After the 2016 presidential election, Kaplan worked to create an internal Facebook whitelist of Republican and conservative-aligned accounts and pages on the website that would allegedly protect them from censorship. Despite the whitelist, Facebook has continued to censor factual posts, pages, and accounts belonging to conservative activists and lawmakers.
The National Pulse reported last year that Facebook was directed by the Meta Platforms’ Oversight Board to reinstate a post that parodied Democratic presidential candidate Kamala Harris and her running mate Tim Walz, comparing them to the characters in the film Dumb and Dumber. Additionally, Federal Communications Commission (FCC) Commissioner Brendan Carr criticized Meta’s censorship policies last October, arguing they suppressed factually accurate content critical of the Biden-Harris movement.
Last August, Meta CEO and Facebook founder Mark Zuckerberg admitted that the Democrat White House pressured his company to censor American citizens.
MENDING FENCES WITH TRUMP?
Kaplan’s promotion comes as Meta’s political strategy gears up for a Republican-led government.
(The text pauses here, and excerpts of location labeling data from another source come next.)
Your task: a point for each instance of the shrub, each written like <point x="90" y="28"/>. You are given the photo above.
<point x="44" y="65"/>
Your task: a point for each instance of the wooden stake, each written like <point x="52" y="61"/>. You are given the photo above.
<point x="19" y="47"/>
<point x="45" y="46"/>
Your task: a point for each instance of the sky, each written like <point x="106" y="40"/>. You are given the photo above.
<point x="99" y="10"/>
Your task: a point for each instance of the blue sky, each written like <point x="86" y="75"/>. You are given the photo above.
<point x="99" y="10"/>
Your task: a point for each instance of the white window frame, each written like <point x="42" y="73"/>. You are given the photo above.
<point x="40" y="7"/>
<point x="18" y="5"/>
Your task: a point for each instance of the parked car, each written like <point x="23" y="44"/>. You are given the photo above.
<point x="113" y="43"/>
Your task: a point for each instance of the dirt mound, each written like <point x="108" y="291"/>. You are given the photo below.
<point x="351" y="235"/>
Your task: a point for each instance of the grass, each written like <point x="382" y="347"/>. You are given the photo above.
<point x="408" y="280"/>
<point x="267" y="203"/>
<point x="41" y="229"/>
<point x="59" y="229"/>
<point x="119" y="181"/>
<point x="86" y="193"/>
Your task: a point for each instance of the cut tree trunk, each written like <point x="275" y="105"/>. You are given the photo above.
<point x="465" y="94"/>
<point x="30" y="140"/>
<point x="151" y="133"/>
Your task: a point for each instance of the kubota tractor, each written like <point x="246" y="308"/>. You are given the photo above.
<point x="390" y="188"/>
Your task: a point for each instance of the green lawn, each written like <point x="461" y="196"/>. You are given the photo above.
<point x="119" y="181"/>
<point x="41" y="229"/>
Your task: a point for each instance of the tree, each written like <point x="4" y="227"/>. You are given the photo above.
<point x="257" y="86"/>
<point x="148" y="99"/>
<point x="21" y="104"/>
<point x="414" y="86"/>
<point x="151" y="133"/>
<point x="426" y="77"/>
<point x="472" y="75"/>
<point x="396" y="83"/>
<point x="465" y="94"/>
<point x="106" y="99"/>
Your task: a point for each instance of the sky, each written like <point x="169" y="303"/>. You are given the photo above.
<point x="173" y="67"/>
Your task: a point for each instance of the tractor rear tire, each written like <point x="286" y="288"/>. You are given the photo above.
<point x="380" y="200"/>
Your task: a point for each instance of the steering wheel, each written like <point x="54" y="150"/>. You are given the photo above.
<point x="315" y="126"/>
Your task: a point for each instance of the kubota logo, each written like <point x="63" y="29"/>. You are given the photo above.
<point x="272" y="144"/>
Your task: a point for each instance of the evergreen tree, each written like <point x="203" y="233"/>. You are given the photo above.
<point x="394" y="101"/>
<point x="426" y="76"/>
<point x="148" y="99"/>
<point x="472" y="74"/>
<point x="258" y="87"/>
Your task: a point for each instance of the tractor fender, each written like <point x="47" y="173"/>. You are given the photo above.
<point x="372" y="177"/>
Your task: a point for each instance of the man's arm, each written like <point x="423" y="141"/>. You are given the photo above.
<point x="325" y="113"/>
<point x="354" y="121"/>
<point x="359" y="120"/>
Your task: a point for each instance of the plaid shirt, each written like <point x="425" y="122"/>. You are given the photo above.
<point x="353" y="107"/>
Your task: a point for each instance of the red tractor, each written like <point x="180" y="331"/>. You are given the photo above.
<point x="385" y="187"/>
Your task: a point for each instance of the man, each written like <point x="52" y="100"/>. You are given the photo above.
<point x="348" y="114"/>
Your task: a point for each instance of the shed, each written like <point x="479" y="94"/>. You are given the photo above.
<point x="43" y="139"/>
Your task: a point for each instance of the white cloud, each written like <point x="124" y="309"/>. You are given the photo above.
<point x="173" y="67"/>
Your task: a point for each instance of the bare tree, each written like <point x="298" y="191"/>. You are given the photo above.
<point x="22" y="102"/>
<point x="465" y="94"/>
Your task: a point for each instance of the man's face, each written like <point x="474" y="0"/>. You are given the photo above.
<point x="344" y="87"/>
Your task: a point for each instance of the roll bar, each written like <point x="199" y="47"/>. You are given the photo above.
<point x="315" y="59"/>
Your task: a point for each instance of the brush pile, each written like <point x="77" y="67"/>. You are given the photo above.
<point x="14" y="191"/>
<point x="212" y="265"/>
The former Bush White House official has extensive ties to lawmakers on Capitol Hill and will likely oversee Zuckerberg’s efforts to mend fences with President-elect Donald J. Trump. Meanwhile, Republican lobbyist and fundraiser Brian Baker was hired by the Meta CEO in September to aid the political public relations campaign as well.
“I’m grateful for everything you’ve done for Meta and the world these past seven years,” Zuckerberg said in a message to Clegg, saying the Briton has shaped the company’s approach to AI and the metaverse. Zuckerberg also voiced confidence in Kaplan’s leadership abilities, citing his longstanding experience in policy matters.